- Born: November 8, 1988 (age 37) Chicago, Illinois, United States
- Occupation: Talent manager
- Years active: 2009-present
- Employer(s): Andrew Gertler Artists, LLC
- Known for: Manager of Rockie Fresh, Shawn Mendes

= Andrew Gertler =

American talent manager

Andrew Gertler (born November 8, 1988) is an American talent manager that manages Rick Ross's Maybach Music Group / Atlantic Records recording artist Rockie Fresh and Island Records recording artist Shawn Mendes. He also manages Lauren Spencer-Smith and JP Saxe. Gertler was named one of Forbes' "30 Under 30" in Music in 2016 and is credited with discovering Mendes in January 2014.

== Career ==
After graduating from Homewood-Flossmoor High School, Gertler began his career in music as a 19-year-old intern at Atlantic Records. He then went on to work in Warner Music Group's direct-to-consumer division while also co-managing hip-hop artist and fellow H-F Alumni, Rockie Fresh. In 2012, Gertler signed Rockie Fresh to Rick Ross's Maybach Music Group / Atlantic Records imprint.

In 2014, Gertler discovered Shawn Mendes online and subsequently became his manager after flying him out to New York to record & meet with Island Records. With Shawn Mendes & Rockie Fresh as clients, he founded the management company AG Artists (Andrew Gertler Artists, LLC).

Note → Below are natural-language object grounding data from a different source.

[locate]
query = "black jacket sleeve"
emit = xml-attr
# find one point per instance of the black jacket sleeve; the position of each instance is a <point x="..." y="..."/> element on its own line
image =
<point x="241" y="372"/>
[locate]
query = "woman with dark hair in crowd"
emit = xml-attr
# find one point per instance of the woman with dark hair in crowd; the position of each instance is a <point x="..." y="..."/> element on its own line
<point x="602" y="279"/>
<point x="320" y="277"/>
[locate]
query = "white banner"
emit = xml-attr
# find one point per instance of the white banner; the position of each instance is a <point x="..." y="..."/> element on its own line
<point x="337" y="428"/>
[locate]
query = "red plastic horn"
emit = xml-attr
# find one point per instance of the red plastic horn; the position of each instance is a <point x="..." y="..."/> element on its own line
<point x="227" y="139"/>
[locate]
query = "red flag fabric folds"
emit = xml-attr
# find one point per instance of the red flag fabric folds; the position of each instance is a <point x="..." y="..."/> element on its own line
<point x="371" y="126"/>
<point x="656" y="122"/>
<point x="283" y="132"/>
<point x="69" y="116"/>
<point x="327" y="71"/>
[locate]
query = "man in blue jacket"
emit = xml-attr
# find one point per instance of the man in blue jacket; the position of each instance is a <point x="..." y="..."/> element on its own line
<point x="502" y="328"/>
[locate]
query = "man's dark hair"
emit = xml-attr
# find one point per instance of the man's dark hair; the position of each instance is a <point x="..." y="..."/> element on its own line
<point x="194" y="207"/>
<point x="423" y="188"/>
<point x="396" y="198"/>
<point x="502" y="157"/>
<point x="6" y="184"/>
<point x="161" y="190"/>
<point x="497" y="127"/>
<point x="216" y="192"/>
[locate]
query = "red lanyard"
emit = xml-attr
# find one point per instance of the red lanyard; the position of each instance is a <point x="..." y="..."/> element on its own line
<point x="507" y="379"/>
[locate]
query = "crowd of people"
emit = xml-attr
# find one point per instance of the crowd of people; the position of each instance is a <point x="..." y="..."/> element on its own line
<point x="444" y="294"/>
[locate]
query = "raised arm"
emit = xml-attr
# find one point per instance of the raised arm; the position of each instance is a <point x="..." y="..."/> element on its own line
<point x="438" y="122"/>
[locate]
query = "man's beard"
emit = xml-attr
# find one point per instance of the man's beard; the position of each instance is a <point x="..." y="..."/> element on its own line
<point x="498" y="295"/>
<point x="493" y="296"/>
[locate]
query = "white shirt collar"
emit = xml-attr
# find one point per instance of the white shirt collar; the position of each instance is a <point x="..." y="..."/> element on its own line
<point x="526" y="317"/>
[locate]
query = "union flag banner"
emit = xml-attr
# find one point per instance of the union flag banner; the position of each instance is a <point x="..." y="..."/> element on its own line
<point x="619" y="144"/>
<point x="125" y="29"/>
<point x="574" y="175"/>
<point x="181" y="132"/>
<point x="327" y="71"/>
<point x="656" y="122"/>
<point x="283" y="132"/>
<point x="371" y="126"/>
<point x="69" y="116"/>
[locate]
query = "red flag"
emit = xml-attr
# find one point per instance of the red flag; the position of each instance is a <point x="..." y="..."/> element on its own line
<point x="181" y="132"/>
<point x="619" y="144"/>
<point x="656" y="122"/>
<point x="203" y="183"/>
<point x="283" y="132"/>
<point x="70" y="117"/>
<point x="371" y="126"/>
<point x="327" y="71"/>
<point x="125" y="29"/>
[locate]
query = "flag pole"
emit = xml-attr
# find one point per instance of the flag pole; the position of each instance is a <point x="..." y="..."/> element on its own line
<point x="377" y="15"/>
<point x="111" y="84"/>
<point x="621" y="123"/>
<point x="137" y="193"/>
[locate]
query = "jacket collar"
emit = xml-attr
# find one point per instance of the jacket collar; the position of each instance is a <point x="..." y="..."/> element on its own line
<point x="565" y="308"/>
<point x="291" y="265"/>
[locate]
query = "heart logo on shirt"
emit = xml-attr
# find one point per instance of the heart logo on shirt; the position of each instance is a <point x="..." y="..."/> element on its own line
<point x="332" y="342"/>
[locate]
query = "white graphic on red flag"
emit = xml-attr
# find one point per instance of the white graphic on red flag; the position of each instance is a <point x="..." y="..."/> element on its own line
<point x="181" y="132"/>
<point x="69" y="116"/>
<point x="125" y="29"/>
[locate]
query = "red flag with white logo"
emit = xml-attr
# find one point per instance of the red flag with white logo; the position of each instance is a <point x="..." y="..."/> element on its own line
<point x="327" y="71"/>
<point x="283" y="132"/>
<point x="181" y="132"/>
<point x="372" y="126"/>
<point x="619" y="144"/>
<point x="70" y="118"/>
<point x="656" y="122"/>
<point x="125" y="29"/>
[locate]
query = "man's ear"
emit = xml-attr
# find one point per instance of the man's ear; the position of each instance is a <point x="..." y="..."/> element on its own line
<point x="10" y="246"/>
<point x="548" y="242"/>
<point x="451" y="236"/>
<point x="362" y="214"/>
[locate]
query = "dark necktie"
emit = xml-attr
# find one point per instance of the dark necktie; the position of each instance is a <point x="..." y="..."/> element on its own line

Gertler is credited with leading the campaign for Mendes' debut single "Life Of The Party", which sold over 148,000 copies in its first week and has since been certified Gold by the RIAA. The single made Mendes the youngest ever artist to break into the Billboard Hot 100's Top 25 with a debut single. Gertler also is credited with developing the campaign behind Shawn's first studio album Handwritten which topped the Billboard 200 at number one, making Mendes, at the age of 16, the youngest artist to do so since Justin Bieber released his album My World 2.0 in 2010.

== In media ==
Gertler was named on Forbes' "30 Under 30" list in Music for 2016 and was credited by Inc. Magazine as one of the "20 Young Entrepreneurs You Need To Know In 2016".